The earlier sisterhood would have called for smelling salts had they known all this, but second wave feminists were more conflicted. They saw freedom from male exploitation and control a crucial tenet of women’s liberation, but they viewed women and girls’ ability to “explore their sexuality” as an equally important moral imperative. Perhaps predictably, men who agreed with the latter were prone to paying only lip service to the former. It wasn’t just rock stars who gamed “consent” with naïve and inexperienced flower children. The feminist, social critic Rebecca Solnit wrote about growing up near San Francisco in the 1970’s: “…once you were twelve or so hippie dudes in their thirties wanted to give you drugs and neck rubs that were clearly only the beginning, and it was immensely hard to say no to them. There were no grounds. Sex was good; everyone should have it all the time; anything could be construed as consent; and almost nothing meant no, including ‘no.” Coincidentally, or not, these were the years the Coney Island-born Jeffrey Epstein, son of a groundskeeper and a housewife, was elbowing his way into elite Manhattan private schools and finance circles and eventually, the sordid world of sex-trafficking.

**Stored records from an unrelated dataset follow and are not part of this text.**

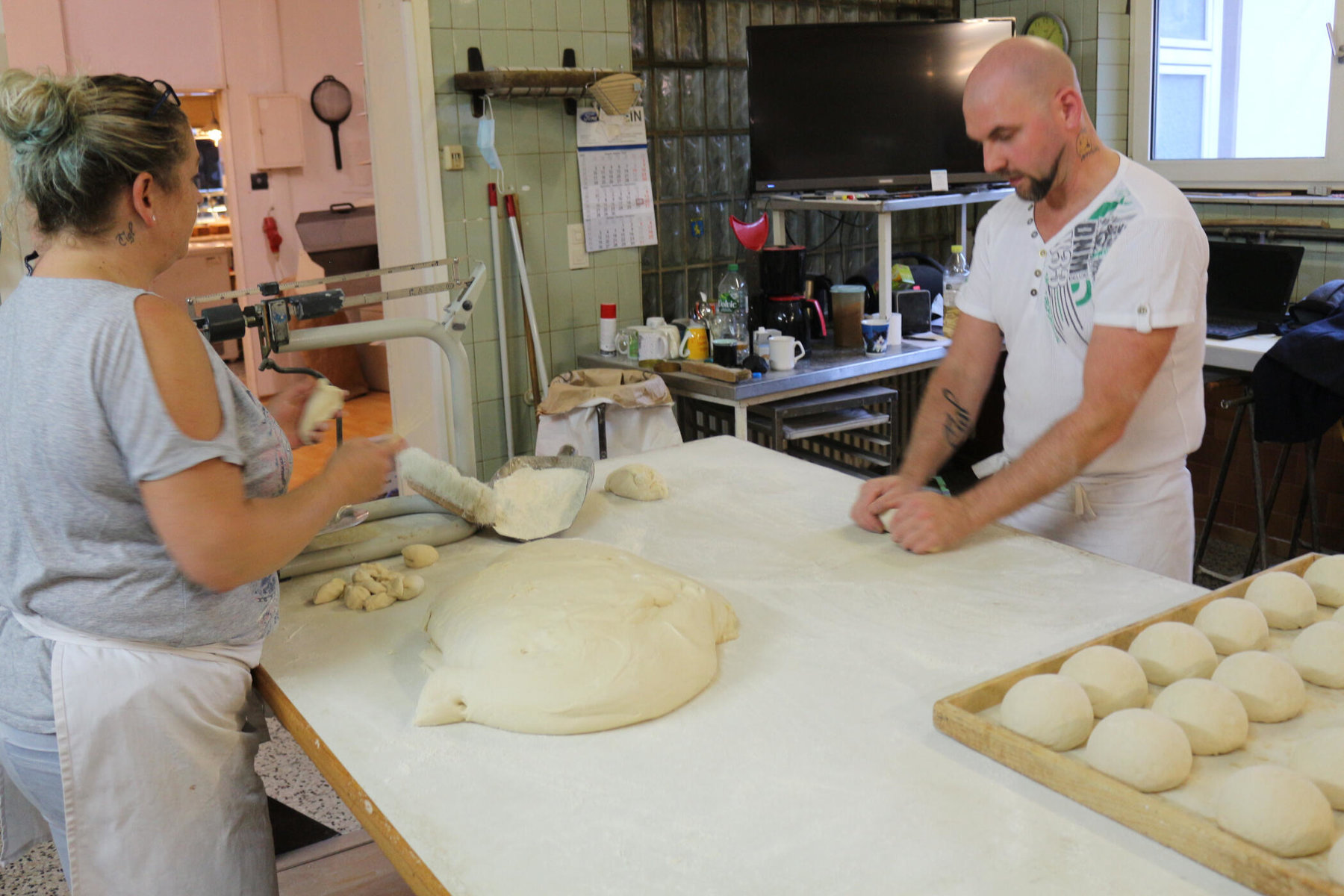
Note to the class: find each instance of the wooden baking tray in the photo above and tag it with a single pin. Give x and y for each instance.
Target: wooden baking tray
(964, 716)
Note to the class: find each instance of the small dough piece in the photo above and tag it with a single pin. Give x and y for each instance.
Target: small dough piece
(1287, 601)
(1277, 809)
(1233, 625)
(1317, 653)
(1268, 685)
(1172, 650)
(1054, 711)
(1322, 759)
(1337, 862)
(379, 601)
(567, 637)
(638, 481)
(1211, 716)
(420, 555)
(1327, 579)
(329, 591)
(411, 588)
(322, 406)
(1112, 679)
(1142, 748)
(356, 597)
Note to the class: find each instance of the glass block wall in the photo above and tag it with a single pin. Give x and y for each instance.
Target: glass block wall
(694, 62)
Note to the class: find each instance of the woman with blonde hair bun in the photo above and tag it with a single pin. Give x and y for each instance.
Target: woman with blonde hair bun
(147, 511)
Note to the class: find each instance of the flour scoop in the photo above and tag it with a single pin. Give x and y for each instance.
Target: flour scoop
(530, 497)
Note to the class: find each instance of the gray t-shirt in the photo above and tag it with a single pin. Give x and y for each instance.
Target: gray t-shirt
(81, 426)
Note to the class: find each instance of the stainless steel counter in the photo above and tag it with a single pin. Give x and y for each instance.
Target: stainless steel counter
(824, 370)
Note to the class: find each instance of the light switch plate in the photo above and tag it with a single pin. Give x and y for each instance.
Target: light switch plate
(578, 254)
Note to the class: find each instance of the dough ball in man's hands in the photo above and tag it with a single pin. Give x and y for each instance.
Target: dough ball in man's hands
(638, 482)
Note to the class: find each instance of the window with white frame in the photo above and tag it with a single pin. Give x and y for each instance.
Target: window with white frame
(1238, 93)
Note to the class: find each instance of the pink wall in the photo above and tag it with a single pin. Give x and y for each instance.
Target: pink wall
(178, 42)
(242, 47)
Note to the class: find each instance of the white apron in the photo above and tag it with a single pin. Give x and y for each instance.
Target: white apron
(156, 762)
(1142, 519)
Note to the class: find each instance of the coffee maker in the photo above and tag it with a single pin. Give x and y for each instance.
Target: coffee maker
(784, 307)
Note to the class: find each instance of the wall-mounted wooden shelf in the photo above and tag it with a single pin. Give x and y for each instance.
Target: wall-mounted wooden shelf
(567, 82)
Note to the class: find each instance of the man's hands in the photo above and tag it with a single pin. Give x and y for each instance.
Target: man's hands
(877, 496)
(922, 521)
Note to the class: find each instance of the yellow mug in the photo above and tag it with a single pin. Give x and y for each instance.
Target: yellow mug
(695, 344)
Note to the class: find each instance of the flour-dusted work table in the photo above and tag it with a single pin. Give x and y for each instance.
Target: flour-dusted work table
(809, 766)
(827, 368)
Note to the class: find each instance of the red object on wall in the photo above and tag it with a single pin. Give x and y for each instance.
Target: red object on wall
(268, 226)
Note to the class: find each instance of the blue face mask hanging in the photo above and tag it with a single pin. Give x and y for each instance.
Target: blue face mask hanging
(485, 141)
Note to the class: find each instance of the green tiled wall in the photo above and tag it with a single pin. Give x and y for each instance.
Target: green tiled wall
(535, 140)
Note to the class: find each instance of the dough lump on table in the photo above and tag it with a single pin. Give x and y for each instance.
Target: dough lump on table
(1211, 716)
(1112, 679)
(1322, 759)
(1172, 650)
(1337, 862)
(638, 481)
(1325, 576)
(564, 635)
(1319, 653)
(418, 555)
(1287, 601)
(1142, 748)
(1051, 709)
(1268, 685)
(1277, 809)
(1233, 625)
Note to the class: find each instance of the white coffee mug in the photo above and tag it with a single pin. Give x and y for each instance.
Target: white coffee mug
(785, 352)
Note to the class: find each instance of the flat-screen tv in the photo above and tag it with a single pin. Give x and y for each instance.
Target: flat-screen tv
(866, 105)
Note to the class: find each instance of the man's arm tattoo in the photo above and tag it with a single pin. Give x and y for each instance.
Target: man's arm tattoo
(957, 425)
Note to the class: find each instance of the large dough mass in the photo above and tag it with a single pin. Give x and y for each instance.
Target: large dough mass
(569, 637)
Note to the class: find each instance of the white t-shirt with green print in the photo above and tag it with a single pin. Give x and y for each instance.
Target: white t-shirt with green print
(1135, 258)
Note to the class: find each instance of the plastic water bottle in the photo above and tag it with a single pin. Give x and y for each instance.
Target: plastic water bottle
(732, 309)
(952, 284)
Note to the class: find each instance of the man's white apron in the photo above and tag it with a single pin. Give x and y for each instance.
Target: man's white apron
(156, 762)
(1142, 519)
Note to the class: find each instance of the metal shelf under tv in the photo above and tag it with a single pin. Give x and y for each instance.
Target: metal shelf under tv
(883, 206)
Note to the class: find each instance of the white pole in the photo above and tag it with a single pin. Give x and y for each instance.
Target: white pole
(544, 379)
(497, 276)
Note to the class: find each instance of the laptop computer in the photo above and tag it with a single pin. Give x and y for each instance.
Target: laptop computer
(1249, 287)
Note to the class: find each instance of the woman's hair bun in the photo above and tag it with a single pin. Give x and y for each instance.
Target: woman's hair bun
(40, 111)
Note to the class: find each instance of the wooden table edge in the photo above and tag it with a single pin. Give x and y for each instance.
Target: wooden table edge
(405, 860)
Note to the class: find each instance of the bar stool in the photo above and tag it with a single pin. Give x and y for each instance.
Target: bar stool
(1245, 410)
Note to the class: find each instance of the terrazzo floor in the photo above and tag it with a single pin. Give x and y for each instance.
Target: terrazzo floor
(292, 778)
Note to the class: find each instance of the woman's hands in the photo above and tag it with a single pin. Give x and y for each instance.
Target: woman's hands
(287, 408)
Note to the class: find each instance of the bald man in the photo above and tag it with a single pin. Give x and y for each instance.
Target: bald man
(1093, 276)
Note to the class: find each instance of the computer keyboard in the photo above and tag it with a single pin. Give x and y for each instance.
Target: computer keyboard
(1229, 329)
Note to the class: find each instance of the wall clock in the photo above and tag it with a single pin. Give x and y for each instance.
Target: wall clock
(1048, 26)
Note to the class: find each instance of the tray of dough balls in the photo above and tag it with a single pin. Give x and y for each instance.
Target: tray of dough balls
(1216, 729)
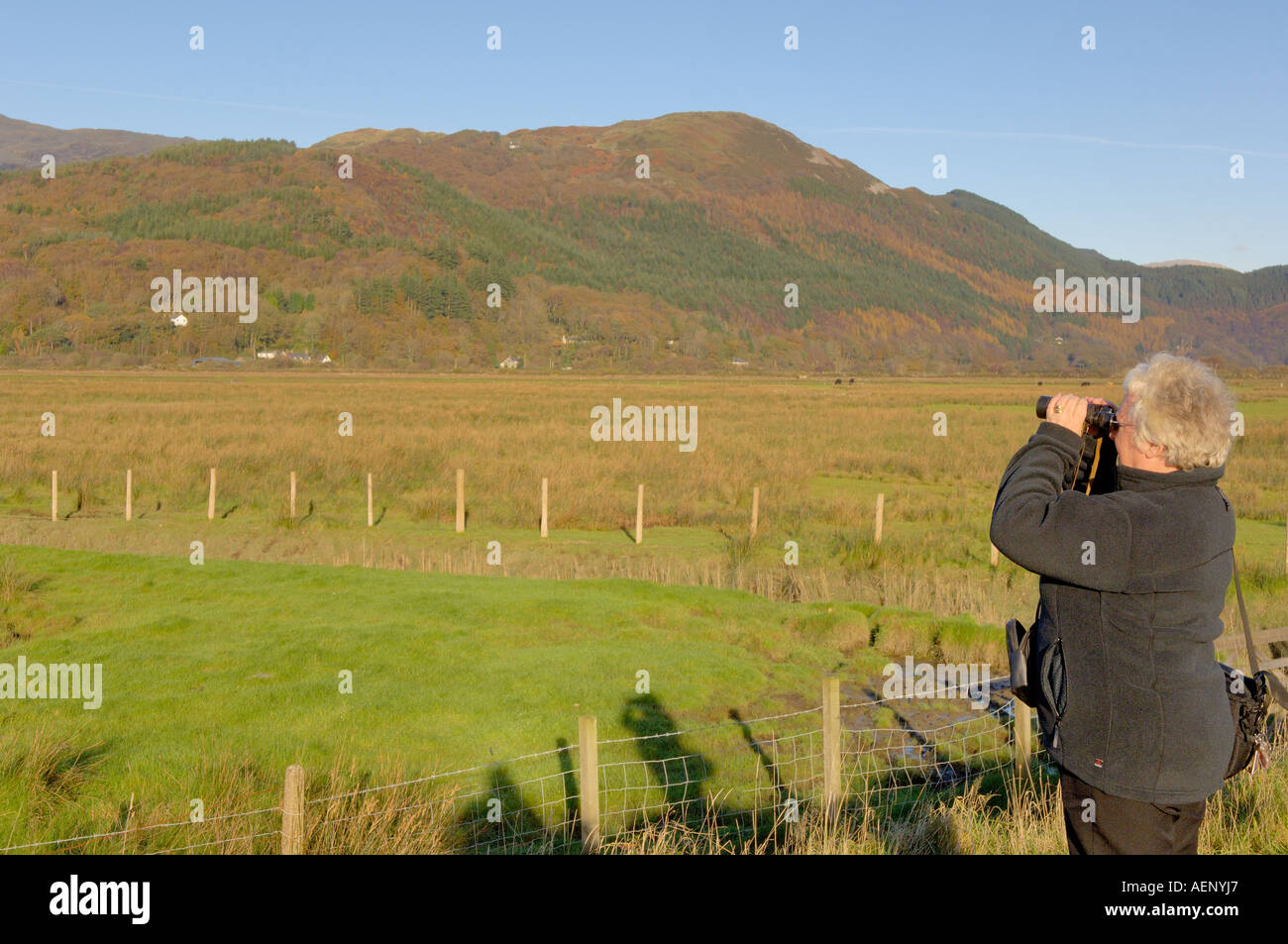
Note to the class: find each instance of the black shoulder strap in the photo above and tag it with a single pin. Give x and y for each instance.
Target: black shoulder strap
(1276, 686)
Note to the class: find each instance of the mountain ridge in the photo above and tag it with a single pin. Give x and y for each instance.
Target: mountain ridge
(683, 269)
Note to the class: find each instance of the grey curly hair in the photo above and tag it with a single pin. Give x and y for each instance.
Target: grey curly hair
(1181, 406)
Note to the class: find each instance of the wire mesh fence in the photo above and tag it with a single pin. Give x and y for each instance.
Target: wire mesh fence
(738, 775)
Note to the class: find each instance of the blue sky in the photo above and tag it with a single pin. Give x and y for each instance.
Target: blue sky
(1125, 149)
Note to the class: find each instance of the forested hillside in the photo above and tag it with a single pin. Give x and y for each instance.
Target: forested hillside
(595, 268)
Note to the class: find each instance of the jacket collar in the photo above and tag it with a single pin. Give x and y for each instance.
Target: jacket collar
(1141, 480)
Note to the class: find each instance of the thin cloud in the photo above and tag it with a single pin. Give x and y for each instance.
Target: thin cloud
(1042, 136)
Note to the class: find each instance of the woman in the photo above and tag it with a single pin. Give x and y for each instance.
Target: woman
(1133, 707)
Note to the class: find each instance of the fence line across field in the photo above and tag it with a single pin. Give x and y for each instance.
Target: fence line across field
(877, 520)
(773, 762)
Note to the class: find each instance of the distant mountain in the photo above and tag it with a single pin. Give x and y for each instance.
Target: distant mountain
(22, 145)
(1186, 262)
(673, 244)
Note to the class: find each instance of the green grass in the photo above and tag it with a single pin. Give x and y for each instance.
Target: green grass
(243, 661)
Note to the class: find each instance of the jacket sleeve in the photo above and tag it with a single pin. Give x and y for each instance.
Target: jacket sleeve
(1069, 536)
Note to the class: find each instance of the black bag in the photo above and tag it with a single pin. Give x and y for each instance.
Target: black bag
(1249, 704)
(1018, 643)
(1249, 700)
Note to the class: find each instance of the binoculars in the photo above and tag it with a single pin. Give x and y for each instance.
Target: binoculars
(1102, 419)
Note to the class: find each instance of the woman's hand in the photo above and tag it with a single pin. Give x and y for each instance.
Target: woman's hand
(1069, 411)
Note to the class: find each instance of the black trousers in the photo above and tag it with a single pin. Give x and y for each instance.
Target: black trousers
(1096, 823)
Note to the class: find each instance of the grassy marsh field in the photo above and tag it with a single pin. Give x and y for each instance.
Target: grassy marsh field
(220, 675)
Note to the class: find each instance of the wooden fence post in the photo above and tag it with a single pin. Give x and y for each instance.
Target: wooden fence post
(639, 517)
(460, 501)
(831, 747)
(292, 811)
(545, 507)
(588, 752)
(1022, 736)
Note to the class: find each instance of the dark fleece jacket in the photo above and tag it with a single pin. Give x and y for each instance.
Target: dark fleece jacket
(1132, 584)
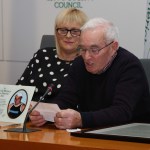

Now Epstein and the others find themselves caught in a #Metoo moment when the balance between sexual freedom and adolescent vulnerability is being re-calibrated yet again. It turns out to be a tricky task. Judging from the uproar, most of us would like to see Epstein spending a very long time upstate, as we New Yorkers say about the state prisons. At the same time Teen Vogue -target audience girls, 11 to 17—publishes an article on the pleasures of anal sex: “It is often described as a feeling of fullness, which can be delightful…It’s NOT a big deal.” Do we condemn Conde Nast, or applaud them for “empowering … young adults to do what they want with their bodies” or pretty much ignore the whole thing as, with a few exceptions, seems to have happened. Similar questions apply to Desmond Napoles, a pre-teen “drag kid” who has performed in gay bars and has been the subject of an admiring profile on “Good Morning America” as well as a celebratory blog post by a convicted pedophile. When is a child fully capable of autonomy? Age of consent is inevitably arbitrary—you may have in mind a mature, thoughtful 16 year-old and her long-term 17 year old boyfriend while someone else is thinking of a manic-depressive, boundary-pushing girl with a daddy hang-up of that age. How, in this post sexual-revolution era, do we etch out laws and policy, not to mention norms, that apply to both?

Most people are not ambivalent about Jeffrey Epstein’s case. The same cannot be said about the many questions it puts before us.

Correction: An earlier version of this article listed Roman Polanski as being among those “credibly accused of sex with underage girls in recent years.” Polanski committed a sex offence in 1977 but has not been accused in recent years. Quillette regrets the error.